You'll see below that this is straightforward as we just need to call the fit
method on the training set and then the predict
method on the dev and test sets.
# Train the model
pipeline.fit(train_df["text"], train_df["label"])
# Evaluate on dev set
dev_preds = pipeline.predict(dev_df["text"])
dev_accuracy = accuracy_score(dev_df["label"], dev_preds)
dev_precision = precision_score(dev_df["label"], dev_preds)
dev_recall = recall_score(dev_df["label"], dev_preds)
dev_f1 = f1_score(dev_df["label"], dev_preds)
print("Dev Set Metrics:")
print(f"Accuracy: {dev_accuracy*100:.2f}%")
print(f"Precision: {dev_precision*100:.2f}%")
print(f"Recall: {dev_recall*100:.2f}%")
print(f"F1-score: {dev_f1*100:.2f}%")
# Evaluate on test set
test_preds = pipeline.predict(test_df["text"])
test_accuracy = accuracy_score(test_df["label"], test_preds)
test_precision = precision_score(test_df["label"], test_preds)
test_recall = recall_score(test_df["label"], test_preds)
test_f1 = f1_score(test_df["label"], test_preds)
print("\nTest Set Metrics:")
print(f"Accuracy: {test_accuracy*100:.2f}%")
print(f"Precision: {test_precision*100:.2f}%")
print(f"Recall: {test_recall*100:.2f}%")
print(f"F1-score: {test_f1*100:.2f}%")
Dev Set Metrics: Accuracy: 85.31% Precision: 84.16% Recall: 87.00% F1-score: 85.56% Test Set Metrics: Accuracy: 85.23% Precision: 83.31% Recall: 86.71% F1-score: 84.98%
Results are quite good if we compare to the random baseline (50% F1). We outperform the baseline by a large margin. We also see that the results of precision and recall are quite good around 85% without a clear decrepancy between the two.
Let's look at the feature importance analysis to understand which tokens drive the predictions and maybe find some interesting patterns that will help us improve the pipeline.
4. Feature Importance Analysis¶
After training, we analyze the learned logistic regression coefficients to understand which tokens drive the predictions.
a. Contribution of Each Token: We extract the coefficient for each feature (token).
b. Visual Examples: We'll highlight tokens in some example reviews (this example uses HTML formatting for color).

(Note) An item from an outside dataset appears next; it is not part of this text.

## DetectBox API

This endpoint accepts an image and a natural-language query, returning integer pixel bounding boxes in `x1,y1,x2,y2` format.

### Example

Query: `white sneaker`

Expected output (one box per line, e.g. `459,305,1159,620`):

c. Ranking Top Tokens: We rank tokens for each class (positive and negative).
from IPython.display import display, HTML
from matplotlib import pyplot as plt
import pandas as pd
# Get the trained Logistic Regression model from the pipeline
logreg = pipeline.named_steps['logreg']
tfidf = pipeline.named_steps['tfidf']
# Get feature names (tokens)
feature_names = np.array(tfidf.get_feature_names_out())
# Logistic Regression coefficients
coefficients = logreg.coef_[0]
# a. Contribution of each token
# Create a DataFrame to display tokens and their coefficients
coef_df = pd.DataFrame({
'token': feature_names,
'coefficient': coefficients
})
# b. Top tokens for positive (assumed label 1) and negative (assumed label 0) sentiment
top_positive = coef_df.sort_values(by='coefficient', ascending=False).head(20)
top_negative = coef_df.sort_values(by='coefficient').head(20)
#Make an horizontal plot of the top tokens for positive and negative sentiment
fig, ax = plt.subplots(nrows=1, ncols=2, figsize=(10, 5))
ax[0].barh(top_positive['token'], top_positive['coefficient'], color='green')
ax[1].barh(top_negative['token'], top_negative['coefficient'], color='red')
ax[0].set_xlabel('Coefficient')
ax[0].set_ylabel('Tokens')
ax[0].set_title('Top Tokens for Positive Sentiment')
ax[1].set_xlabel('Coefficient')
ax[1].set_ylabel('Tokens')
ax[1].set_title('Top Tokens for Negative Sentiment')
plt.tight_layout()
plt.show()
We see interesting patterns here. For positive label, the top tokens are mostly related to sentiment. Words like "great", "wonderful", "excellent", "fantastic" are all positive words. For negative label, the top tokens are mostly related to sentiment. Words like "bad", "terrible", "horrible", "awful" are all negative words.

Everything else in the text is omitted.